長野にはそっくりの菓子が2つ。パクリなのか?/カレー沢薫の「ひきこもりグルメ紀行」(女子SPA!)

【カレー沢薫の「ひきこもりグルメ紀行」Vol.23 長野県「サラバンド(と雷鳥の里)」】

 今回のテーマ食品は、類似菓子2品である。

 前にも、萩の月とその愉快な仲間たちを紹介した。

 萩の月にとっては全然愉快じゃないし仲間とも思ってないとは思うが、人間が「口に入れても死なないもの」という縛りで作れば、偶然似たものが出来てしまうのも仕方ないのかもしれない。

 だが世の中には、どう見ても他人とは思えない似方をしている奴がいる。今回はそんな菓子、二品である。

◆「レトロエレガント」なパッケージの菓子、サラバンド

 まず一品目は「サラバンド」だ。これは見た瞬間「ブルボンっぽい」と思った。

 菓子を菓子で例えるというのは、サバに「エラがあるところがサンマに似ている」というぐらい頭が悪いが、そう思ってしまったのだから仕方がない。

 一言で言うと「レトロエレガント」なパッケージ。派手さはないが上品で、良い意味で古い。サラバンド自体は初見でも「懐かしい」と言ってしまいそうな佇(たたず)まいである。

「サラバンド」がどういうものかというと、小麦粉、卵、砂糖を練って薄く焼いたものに、クリームを二層に渡って挟み込んだ菓子のことである。

 つまり「絶対うまいやつ」だ。

◆5層で食べた時の食感がすごく良い

 実際、香ばしい焼き菓子部分も甘いクリーム部分もうまい。

 さらにクリームを2層にしているため、焼き菓子部分と合わせて5層だ。一瞬「クリームが二層だから焼き菓子も二層で合わせて4層」と書いてさらに馬鹿を露呈しそうになったが、声に出して指差し確認した結果、間違いなく5層であった。

 別に数が多くて得だ、とはしゃいでいるわけではない。こうすることによりサラバンドは食べた時の食感がすごく良いのである。

 厚みが結構あるので「堅い菓子では」と20代で入れ歯になりかけた私は一瞬危惧したが、薄い焼き菓子とクリームの層でできているから難なくサクサクと食べられる。

 パッケージどおり、地味ながらも確実なうまさがあり、飽きない。リピート率が高そうだ。

 実際サラバンドはすでに40年以上続くロングセラー菓子となっている。

 ちなみに「サラバンド」という名前は、メーカーである小宮山製菓の、2015年から更新されていない大変親近感が湧くブログによると「スペインの舞曲」からとったそうである。

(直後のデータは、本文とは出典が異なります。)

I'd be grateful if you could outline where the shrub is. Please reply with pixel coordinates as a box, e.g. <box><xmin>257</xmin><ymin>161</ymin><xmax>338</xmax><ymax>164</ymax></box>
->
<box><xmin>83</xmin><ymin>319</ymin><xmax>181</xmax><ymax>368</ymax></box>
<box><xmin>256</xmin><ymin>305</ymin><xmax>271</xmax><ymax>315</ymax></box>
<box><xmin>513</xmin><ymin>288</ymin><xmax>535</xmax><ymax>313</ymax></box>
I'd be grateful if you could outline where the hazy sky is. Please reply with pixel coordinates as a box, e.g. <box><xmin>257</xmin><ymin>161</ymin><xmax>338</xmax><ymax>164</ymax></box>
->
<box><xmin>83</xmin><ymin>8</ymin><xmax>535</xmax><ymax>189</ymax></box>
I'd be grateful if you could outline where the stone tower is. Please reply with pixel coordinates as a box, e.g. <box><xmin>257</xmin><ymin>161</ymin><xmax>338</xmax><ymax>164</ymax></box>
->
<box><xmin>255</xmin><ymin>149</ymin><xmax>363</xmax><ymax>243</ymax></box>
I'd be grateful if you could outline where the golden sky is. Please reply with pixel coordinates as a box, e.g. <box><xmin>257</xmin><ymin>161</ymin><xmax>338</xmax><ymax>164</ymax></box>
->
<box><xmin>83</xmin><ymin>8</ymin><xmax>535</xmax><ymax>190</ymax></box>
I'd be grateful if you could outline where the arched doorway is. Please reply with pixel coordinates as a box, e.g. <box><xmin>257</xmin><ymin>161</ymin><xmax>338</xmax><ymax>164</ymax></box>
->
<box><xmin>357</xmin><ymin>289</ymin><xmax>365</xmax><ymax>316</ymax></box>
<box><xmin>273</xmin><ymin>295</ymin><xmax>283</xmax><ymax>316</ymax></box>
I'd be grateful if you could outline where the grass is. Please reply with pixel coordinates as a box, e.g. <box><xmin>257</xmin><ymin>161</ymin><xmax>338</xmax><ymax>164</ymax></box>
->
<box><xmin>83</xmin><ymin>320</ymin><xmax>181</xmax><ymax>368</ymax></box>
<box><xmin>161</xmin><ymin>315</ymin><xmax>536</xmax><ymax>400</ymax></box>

 つまり、サラバンドは間違いなく長く愛されてきた菓子なわけだが、それに酷似している菓子があるという。

◆同じ長野県の隣市で作られている「雷鳥の里」

 それが二品目「雷鳥の里」だ。

 多少、幅や厚さなどは違うが、洋風せんべいにクリームが二層、という形態は全く同じだ。

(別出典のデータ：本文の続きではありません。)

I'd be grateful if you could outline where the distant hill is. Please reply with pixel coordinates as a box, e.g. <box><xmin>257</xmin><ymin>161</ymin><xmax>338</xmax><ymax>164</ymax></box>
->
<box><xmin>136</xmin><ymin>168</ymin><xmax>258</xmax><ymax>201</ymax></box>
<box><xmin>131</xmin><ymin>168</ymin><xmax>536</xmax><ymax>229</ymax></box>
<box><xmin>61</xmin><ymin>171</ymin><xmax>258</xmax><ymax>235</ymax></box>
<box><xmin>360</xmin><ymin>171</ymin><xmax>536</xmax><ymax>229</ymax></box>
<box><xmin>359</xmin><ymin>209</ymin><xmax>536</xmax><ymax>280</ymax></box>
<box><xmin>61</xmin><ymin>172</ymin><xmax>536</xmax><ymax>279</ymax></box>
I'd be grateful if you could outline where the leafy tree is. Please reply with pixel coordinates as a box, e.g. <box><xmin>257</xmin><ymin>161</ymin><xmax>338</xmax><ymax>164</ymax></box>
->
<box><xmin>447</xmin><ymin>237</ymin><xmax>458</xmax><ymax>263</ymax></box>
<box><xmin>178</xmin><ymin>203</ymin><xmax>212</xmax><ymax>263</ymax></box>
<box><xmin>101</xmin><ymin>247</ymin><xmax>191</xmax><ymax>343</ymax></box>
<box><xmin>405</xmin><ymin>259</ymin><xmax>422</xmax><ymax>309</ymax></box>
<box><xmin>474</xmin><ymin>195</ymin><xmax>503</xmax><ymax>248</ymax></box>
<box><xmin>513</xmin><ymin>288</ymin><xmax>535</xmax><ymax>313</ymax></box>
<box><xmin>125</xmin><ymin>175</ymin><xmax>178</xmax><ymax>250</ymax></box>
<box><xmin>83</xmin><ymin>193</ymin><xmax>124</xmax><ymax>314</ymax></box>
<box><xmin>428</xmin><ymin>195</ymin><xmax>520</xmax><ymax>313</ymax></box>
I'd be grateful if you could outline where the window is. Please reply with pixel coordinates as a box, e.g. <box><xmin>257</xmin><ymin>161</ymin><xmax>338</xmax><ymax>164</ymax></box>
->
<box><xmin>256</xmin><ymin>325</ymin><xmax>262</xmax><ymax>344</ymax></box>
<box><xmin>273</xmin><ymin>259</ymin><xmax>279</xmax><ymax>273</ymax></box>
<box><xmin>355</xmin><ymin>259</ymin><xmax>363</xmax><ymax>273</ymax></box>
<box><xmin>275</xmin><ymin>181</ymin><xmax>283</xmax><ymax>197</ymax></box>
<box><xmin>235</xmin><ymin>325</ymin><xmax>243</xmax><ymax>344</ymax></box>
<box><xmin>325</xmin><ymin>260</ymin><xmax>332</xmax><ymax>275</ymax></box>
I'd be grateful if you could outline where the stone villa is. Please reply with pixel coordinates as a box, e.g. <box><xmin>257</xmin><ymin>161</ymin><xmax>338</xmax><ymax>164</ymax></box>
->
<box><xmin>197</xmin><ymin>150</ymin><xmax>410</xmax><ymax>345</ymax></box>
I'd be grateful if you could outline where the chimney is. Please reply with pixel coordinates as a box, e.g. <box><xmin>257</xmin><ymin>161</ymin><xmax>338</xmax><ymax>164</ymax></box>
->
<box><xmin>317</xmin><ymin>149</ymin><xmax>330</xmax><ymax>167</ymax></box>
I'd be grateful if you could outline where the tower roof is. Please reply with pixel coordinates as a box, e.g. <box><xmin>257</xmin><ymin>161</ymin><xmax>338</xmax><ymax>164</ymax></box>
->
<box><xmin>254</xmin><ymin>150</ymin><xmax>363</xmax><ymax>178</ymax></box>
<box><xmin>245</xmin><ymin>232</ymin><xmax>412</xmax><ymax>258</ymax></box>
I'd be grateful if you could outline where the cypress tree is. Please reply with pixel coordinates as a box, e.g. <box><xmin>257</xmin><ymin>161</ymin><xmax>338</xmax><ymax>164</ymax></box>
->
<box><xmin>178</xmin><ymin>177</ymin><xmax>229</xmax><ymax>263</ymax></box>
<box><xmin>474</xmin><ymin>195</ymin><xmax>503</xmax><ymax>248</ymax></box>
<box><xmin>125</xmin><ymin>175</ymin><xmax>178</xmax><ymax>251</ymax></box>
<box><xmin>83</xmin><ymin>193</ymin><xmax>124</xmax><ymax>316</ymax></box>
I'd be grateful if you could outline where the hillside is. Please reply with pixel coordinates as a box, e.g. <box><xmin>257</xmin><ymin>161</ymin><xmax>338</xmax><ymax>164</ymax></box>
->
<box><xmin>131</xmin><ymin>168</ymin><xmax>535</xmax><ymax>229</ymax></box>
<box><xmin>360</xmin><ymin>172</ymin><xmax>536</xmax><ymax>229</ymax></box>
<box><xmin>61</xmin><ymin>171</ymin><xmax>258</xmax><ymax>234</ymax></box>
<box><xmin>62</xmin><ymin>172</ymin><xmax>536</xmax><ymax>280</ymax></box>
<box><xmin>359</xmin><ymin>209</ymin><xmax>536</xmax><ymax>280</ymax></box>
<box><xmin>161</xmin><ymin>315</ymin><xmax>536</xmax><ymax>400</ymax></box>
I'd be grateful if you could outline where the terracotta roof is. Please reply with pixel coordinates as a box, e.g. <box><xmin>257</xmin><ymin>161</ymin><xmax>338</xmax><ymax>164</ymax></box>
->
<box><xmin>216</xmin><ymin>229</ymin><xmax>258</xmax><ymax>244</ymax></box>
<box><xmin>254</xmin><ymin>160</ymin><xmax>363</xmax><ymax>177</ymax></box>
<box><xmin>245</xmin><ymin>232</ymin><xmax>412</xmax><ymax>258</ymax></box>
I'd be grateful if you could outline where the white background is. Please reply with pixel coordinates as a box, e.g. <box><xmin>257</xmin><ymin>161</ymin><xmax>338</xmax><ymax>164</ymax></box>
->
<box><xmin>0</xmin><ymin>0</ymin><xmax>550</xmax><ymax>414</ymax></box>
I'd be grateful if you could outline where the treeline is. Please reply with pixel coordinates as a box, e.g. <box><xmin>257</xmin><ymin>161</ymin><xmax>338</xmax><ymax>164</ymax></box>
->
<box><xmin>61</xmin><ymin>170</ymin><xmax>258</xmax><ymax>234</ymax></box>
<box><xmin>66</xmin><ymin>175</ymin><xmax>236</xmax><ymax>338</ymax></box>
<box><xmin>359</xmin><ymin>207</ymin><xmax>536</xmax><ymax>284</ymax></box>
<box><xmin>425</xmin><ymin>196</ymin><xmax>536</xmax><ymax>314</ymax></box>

 味に関しては、いよいよ差がわからない。私の舌が馬鹿だとしても、同じに思える。

 普通に考えると、製造が先のサラバンドを雷鳥の里が真似た。と思えるが、問題はサラバンドの小宮山製菓は長野県安曇野市で、雷鳥の里の田中屋は長野県大町市、つまり隣市だ。

 至近距離過ぎる。

 パクると言ったら聞こえが悪いので「参考にした」と言わせてもらうが、先方に無断で参考にする場合は、できたら参考にしたことがバレないようにしたいものである。

 よって参考にするにしても自分から遠いものを参考にするだろう。少なくとも隣の奴を参考にはしない。

 つまりこの両者は関連商品の可能性がある。

◆観光客向け土産物と一般家庭用で住み分けは出来ているよう

 疑問があっても直接聞かないことに定評がある当コラムだが、今回は担当がサラバンドの小宮山製菓に直接問い合わせてみたようだ。以下がその返答である。

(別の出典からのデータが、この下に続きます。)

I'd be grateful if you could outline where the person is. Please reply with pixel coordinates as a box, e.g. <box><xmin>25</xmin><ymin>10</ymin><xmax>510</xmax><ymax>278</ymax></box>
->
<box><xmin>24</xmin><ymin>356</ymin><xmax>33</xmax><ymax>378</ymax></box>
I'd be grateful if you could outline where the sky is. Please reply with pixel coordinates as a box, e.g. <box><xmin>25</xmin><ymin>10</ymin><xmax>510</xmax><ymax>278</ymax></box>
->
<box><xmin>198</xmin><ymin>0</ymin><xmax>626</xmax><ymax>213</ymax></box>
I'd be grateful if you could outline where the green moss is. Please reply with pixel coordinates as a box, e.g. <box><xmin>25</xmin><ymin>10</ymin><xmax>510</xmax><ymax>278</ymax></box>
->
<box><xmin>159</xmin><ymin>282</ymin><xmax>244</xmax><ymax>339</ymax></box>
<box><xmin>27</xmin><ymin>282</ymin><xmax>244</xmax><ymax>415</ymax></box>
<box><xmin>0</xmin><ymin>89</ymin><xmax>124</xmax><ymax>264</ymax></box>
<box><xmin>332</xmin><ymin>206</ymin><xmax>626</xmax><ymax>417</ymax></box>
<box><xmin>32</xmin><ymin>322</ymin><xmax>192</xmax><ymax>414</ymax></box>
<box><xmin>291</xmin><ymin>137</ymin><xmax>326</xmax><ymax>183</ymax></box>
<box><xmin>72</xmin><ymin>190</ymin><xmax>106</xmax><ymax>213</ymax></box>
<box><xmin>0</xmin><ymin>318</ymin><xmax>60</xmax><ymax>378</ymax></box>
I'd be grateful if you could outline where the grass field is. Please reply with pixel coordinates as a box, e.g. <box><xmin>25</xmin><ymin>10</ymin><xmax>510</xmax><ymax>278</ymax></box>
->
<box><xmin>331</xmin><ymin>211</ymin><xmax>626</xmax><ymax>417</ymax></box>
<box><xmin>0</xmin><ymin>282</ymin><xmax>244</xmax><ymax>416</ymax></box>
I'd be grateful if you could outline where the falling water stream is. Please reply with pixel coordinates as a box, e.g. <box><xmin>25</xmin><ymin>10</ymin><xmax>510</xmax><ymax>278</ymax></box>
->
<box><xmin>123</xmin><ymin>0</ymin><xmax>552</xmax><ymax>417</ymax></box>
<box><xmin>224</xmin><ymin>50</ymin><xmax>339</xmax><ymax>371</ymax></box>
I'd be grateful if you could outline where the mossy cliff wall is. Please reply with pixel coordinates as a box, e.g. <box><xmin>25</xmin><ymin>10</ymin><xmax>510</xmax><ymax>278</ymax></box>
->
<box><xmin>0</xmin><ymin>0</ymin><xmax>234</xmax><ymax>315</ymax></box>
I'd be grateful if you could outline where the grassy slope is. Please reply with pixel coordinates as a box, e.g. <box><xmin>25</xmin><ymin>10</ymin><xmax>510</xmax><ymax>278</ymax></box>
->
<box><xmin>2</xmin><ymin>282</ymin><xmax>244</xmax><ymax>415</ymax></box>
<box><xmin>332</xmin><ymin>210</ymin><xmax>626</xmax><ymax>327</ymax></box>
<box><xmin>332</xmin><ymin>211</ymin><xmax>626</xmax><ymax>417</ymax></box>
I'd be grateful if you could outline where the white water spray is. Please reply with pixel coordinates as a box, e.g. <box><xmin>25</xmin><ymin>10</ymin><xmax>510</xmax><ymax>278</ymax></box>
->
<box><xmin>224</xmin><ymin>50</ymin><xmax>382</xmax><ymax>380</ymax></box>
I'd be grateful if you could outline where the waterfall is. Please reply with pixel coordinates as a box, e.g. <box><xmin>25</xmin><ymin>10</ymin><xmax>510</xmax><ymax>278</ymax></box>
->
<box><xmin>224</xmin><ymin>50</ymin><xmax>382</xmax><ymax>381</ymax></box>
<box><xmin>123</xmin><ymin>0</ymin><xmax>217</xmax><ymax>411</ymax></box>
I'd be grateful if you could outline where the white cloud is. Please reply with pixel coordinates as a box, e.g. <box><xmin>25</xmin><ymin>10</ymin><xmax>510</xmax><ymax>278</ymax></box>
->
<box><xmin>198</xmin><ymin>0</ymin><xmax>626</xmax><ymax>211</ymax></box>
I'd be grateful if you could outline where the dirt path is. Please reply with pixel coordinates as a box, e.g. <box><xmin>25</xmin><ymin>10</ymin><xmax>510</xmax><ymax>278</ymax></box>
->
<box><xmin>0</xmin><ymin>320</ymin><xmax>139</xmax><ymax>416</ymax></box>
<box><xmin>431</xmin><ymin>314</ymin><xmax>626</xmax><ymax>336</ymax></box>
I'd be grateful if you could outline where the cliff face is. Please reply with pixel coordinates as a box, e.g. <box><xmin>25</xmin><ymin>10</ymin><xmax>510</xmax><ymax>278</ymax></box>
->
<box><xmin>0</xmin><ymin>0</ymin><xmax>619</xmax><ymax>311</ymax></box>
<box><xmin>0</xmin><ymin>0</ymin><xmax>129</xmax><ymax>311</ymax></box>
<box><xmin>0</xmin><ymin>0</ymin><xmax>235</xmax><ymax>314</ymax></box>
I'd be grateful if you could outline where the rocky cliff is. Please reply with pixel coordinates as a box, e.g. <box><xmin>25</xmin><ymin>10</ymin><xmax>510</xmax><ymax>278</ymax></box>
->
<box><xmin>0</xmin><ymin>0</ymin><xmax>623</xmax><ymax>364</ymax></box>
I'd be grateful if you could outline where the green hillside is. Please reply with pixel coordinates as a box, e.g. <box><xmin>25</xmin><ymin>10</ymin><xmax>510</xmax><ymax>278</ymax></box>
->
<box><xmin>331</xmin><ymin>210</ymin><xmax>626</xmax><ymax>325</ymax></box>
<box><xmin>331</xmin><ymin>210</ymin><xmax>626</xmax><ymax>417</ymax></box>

「販売先が違うもので……いろいろありまして……ふふ」

 どうやら、あまり追求しない方が良い話のようだ。長野県には沈める海はないが埋める山は豊富にある。

 とにかく関係はあるようだが、ならば余計、似たような菓子を至近距離で作ってどうする。セブソの隣にローソソ(※編集部注:セブンイレブンとローソンのこと。筆者独自の表記です)を建ててもつぶし合いにしかならないだろうと思うかもしれないが、雷鳥の里はその名前やパッケージからして、明らかに観光客向け土産物だが、サラバンドは一目見て「ブルボン」と思ったように、一般家庭用のようなので、同じ菓子でも住み分けはきちんと出来ているようである。

 値段は雷鳥の里の方が割高のようだが、土産というのは「ここに行った」と証拠代がかかっているので仕方ないのだ。